Alan Kovski • Jun 29th, 2020
The Supreme Court, unready to decide whether it will review the legal fight between PennEast Pipeline Co. LLC and New Jersey, on June 29 asked US Solicitor General Noel Francisco to file a brief offering the Justice Department’s views on the pipeline right-of-way case.
PennEast has received approval from the Federal Energy Regulatory Commission to build a natural gas pipeline from Pennsylvania into New Jersey, and it has tried to use eminent domain authority under the Natural Gas Act to obtain rights-of-way over private and state-controlled land.
New Jersey balked at conceding eminent domain over two state-owned properties and 40 parcels of land where the state has obtained easements for conservation, recreation, or agricultural purposes. PennEast sued. The state argued the Eleventh Amendment to the Constitution gives states sovereign immunity from lawsuits by private parties, and in a September ruling the US Court of Appeals for the Third Circuit agreed.
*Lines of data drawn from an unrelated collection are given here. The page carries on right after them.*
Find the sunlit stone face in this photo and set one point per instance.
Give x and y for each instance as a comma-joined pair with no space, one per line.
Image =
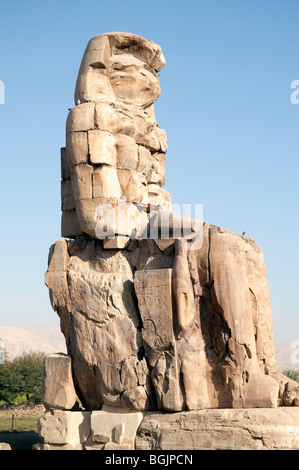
134,84
115,149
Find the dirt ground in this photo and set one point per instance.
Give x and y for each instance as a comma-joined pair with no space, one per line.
20,440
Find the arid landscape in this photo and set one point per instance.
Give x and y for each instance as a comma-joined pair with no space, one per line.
49,339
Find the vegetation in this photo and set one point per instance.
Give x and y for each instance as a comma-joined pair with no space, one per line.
20,424
292,374
21,379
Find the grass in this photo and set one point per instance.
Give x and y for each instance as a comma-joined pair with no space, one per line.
21,424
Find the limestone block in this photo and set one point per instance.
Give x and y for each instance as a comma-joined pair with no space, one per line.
127,152
154,293
55,277
182,287
157,173
116,243
54,426
58,256
159,197
222,429
43,446
118,433
102,147
135,85
58,390
82,182
291,394
91,212
114,119
69,428
65,172
106,183
133,186
70,227
115,446
4,446
116,422
144,160
77,147
67,197
81,118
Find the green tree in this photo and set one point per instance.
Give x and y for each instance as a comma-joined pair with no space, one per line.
22,376
292,374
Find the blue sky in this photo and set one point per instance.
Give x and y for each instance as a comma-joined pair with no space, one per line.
232,130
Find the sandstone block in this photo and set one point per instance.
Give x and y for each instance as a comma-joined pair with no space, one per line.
58,390
4,446
102,147
66,428
222,429
77,147
116,243
133,186
67,197
106,183
80,118
65,172
127,152
70,226
110,420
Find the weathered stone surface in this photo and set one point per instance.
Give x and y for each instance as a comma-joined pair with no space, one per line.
58,390
113,125
118,425
224,429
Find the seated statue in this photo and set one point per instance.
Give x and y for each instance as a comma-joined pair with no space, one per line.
152,321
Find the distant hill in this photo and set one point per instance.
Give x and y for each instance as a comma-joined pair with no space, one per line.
49,339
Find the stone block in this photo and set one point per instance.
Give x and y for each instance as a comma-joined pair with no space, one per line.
127,152
82,182
77,148
221,429
80,118
67,197
144,160
102,149
4,446
70,226
64,428
111,418
65,171
116,243
58,390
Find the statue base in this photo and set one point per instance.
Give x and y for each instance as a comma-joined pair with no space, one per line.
210,429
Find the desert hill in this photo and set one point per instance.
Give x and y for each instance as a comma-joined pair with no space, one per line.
45,339
49,339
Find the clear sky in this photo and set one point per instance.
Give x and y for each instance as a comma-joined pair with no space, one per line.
232,130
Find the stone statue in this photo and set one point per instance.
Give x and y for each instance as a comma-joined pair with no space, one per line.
149,323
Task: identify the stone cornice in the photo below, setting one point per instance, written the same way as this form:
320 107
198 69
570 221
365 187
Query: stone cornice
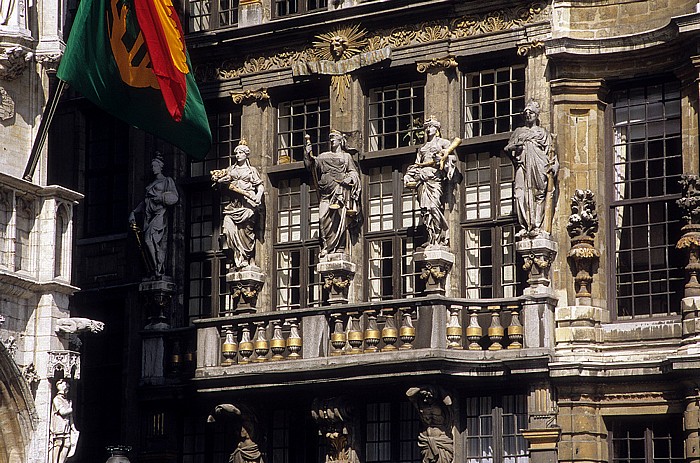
570 46
451 29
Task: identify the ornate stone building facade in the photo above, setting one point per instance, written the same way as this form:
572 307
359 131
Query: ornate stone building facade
510 192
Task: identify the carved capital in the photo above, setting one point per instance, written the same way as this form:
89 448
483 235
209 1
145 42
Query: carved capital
436 64
526 48
67 361
13 62
246 96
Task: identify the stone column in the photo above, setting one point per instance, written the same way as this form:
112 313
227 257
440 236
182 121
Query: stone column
579 122
691 426
542 432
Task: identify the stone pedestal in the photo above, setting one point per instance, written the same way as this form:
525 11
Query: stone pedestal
244 285
337 273
690 307
157 295
538 254
434 263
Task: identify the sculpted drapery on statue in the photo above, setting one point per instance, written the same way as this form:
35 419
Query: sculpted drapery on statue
64 436
338 185
535 171
161 194
435 441
434 167
241 214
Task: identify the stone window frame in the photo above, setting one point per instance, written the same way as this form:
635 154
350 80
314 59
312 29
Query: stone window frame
402 426
403 238
670 224
221 14
503 109
496 409
206 294
497 217
407 116
304 287
281 8
648 432
290 138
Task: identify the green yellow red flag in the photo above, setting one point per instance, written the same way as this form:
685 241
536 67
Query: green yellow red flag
129 58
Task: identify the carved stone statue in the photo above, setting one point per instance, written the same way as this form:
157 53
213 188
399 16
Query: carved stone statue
338 185
336 422
64 436
241 213
434 166
435 441
535 171
77 325
161 194
247 450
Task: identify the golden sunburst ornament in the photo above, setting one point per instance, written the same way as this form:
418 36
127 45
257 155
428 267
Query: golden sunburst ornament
340 44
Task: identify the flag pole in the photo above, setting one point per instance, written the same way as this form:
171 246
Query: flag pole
43 132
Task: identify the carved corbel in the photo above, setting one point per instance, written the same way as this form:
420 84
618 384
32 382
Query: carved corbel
13 62
582 227
690 204
260 95
436 64
66 361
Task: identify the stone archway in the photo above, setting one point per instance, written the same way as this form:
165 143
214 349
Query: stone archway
18 419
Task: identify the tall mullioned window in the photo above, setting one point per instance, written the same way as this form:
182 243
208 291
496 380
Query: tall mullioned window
396 115
291 7
297 246
295 120
493 429
206 262
489 226
493 100
392 234
646 440
647 164
204 15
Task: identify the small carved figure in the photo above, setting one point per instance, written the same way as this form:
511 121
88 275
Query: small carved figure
435 441
246 451
161 194
241 213
338 187
535 171
77 325
64 436
434 166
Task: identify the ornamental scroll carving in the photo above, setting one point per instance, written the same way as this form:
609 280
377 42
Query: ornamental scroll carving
466 26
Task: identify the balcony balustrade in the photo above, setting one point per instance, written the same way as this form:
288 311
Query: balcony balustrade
364 329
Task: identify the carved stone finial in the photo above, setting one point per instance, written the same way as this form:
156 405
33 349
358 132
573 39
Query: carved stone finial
582 227
13 62
434 406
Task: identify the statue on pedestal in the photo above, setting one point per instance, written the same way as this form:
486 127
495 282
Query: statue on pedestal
241 214
435 441
338 186
64 436
161 194
434 166
536 169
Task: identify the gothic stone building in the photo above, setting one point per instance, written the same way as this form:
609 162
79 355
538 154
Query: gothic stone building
581 346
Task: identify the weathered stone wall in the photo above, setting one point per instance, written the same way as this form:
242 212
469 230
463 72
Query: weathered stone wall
595 19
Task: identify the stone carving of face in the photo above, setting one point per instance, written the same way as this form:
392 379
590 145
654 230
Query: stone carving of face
157 166
338 46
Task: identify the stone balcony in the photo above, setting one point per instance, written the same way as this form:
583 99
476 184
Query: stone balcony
424 335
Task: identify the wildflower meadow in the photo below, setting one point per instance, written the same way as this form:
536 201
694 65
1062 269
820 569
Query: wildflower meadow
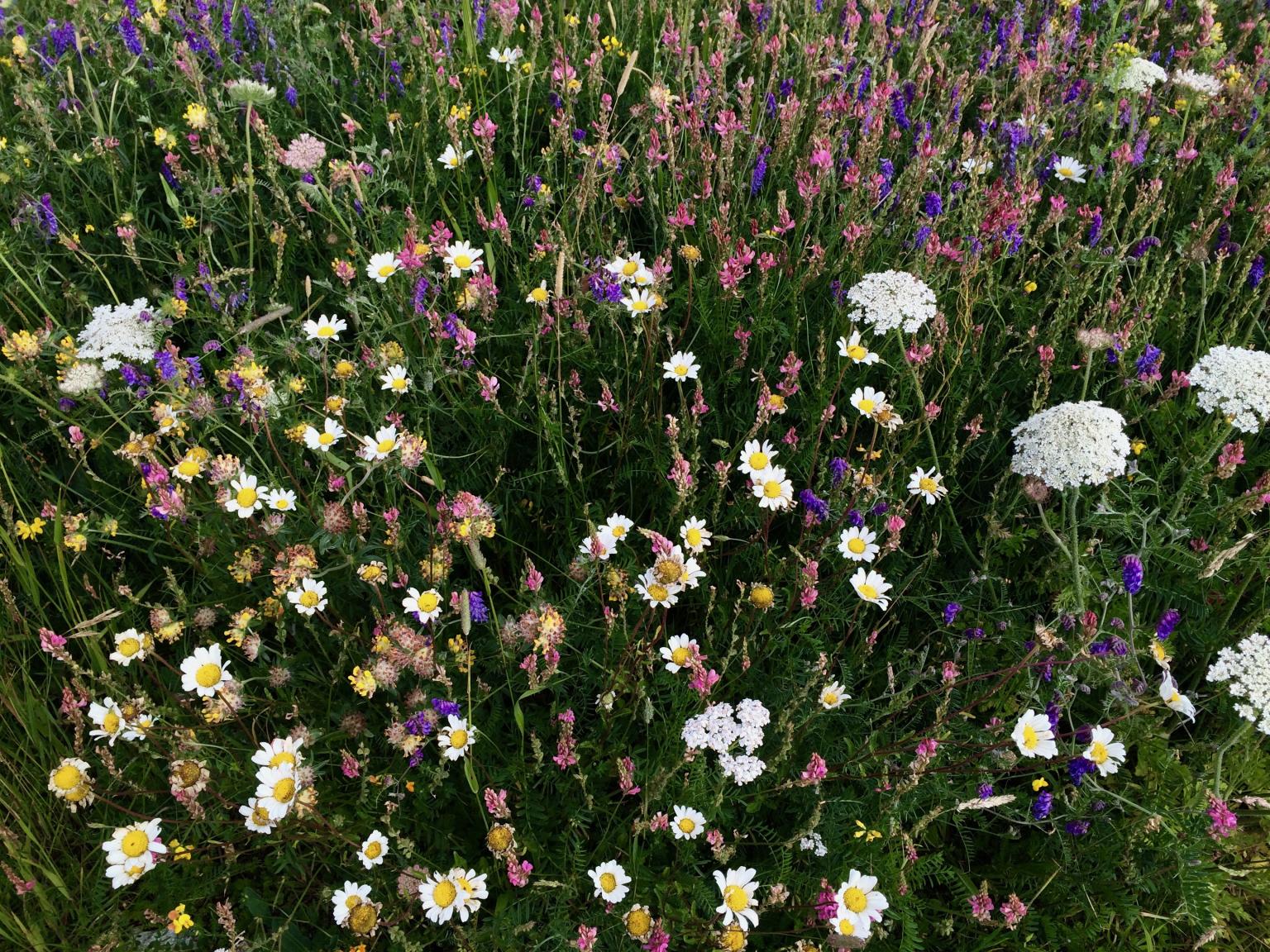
504 475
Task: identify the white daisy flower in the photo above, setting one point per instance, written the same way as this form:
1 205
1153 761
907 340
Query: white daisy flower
859 899
203 672
452 158
611 881
832 696
282 500
857 352
687 823
108 719
374 850
867 400
756 457
1070 170
639 301
310 597
1034 735
772 489
1105 752
695 535
871 587
928 483
130 646
324 440
325 328
859 545
255 817
681 366
738 888
461 257
380 445
347 899
244 495
678 651
395 378
276 791
456 738
383 265
423 606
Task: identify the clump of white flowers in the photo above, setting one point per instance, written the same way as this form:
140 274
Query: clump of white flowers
1246 669
1234 381
720 726
1201 83
1139 75
890 300
1071 445
118 334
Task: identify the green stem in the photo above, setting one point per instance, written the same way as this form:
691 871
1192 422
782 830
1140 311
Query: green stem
1072 499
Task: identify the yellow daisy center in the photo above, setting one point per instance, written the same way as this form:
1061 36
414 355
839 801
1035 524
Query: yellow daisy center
855 899
135 843
68 777
284 790
443 894
736 899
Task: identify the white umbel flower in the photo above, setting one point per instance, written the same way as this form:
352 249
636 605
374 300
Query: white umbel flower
1201 83
1236 383
1139 75
1246 672
890 300
1071 445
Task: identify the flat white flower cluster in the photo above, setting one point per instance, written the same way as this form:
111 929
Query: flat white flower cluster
720 726
1071 445
1246 669
118 334
1236 383
1139 75
1198 82
890 300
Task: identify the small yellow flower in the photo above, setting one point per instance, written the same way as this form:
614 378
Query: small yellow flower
28 531
196 116
364 682
178 919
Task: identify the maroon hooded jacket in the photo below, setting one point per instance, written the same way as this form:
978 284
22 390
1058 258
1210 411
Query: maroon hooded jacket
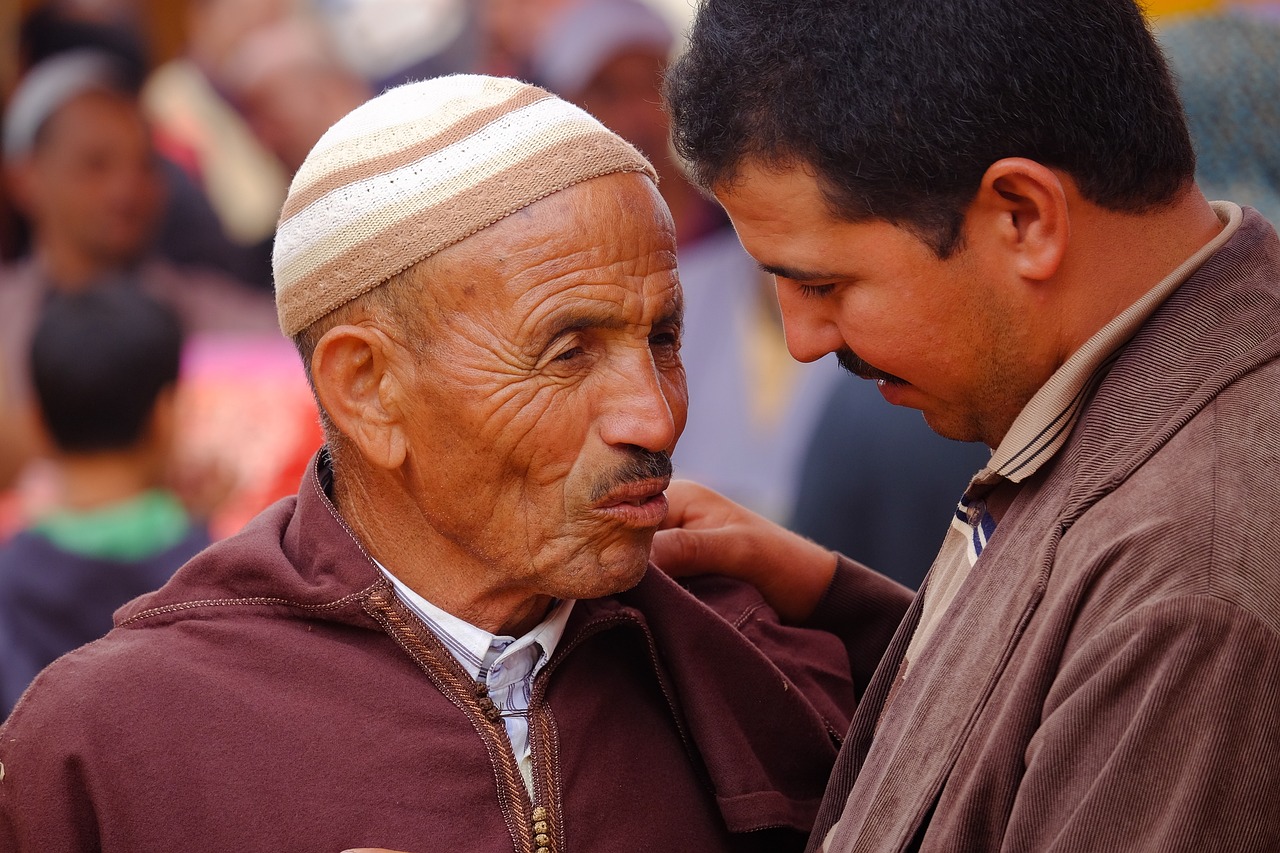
277 696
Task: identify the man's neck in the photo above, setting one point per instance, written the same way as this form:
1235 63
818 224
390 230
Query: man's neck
455 580
96 480
68 268
1116 258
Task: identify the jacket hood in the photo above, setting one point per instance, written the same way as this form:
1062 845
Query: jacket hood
296 555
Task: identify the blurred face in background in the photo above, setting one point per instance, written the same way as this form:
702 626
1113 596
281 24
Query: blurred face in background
92 185
624 94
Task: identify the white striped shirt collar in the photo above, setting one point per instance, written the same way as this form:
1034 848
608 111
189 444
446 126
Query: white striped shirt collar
471 646
1042 427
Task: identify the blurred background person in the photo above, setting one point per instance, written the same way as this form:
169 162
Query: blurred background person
82 168
104 366
798 442
190 231
1226 60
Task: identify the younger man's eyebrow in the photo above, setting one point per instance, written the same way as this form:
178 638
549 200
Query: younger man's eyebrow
795 274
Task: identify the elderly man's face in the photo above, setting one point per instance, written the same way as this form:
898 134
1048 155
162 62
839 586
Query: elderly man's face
551 392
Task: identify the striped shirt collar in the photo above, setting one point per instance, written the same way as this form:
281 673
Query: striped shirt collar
1047 419
474 647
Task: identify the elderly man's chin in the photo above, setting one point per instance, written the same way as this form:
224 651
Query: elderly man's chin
616 566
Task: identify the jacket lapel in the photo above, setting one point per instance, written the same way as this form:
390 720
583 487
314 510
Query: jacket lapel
946 688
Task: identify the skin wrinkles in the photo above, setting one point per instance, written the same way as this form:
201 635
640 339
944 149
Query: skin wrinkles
549 375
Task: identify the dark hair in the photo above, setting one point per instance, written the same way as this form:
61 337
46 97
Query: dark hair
901 105
99 361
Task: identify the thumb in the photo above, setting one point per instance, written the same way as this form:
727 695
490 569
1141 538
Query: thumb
675 551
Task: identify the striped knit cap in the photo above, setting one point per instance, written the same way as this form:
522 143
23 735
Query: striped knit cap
420 168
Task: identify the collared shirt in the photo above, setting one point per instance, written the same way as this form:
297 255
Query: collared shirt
506 665
1038 432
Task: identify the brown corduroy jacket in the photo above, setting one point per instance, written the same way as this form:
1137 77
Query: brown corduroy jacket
275 696
1109 676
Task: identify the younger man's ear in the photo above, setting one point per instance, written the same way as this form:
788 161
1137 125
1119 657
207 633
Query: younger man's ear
353 381
1031 218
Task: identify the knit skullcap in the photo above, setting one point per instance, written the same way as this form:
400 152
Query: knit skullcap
423 167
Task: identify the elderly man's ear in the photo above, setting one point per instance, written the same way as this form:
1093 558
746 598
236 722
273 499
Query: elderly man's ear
360 387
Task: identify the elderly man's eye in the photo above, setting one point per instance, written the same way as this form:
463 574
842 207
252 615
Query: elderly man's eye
664 340
568 355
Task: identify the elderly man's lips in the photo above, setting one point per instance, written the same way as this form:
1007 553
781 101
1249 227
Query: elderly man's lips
640 505
894 392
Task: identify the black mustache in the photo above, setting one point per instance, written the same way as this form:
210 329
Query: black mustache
853 363
643 465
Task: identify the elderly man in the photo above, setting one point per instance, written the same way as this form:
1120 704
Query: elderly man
988 208
449 639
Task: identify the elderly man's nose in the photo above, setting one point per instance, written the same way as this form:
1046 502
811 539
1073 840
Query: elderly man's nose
639 413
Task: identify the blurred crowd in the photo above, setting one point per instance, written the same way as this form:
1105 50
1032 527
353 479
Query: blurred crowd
147 147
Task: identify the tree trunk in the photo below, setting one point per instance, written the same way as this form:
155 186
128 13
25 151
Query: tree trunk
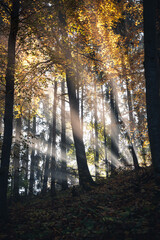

PennEast in February asked the Supreme Court to review the case. Trade associations filed briefs at the court in support of PennEast. Among their fears is the possibility that state governments opposed to pipeline projects could acquire an effective veto power over the projects. A state might block new pipelines by obtaining environmental easements from private property owners along the proposed routes.
The Supreme Court is in the last days of its current term as far as rulings. A brief from the solicitor general could be used to help the court decide whether to accept or reject the case for its next term, starting in October.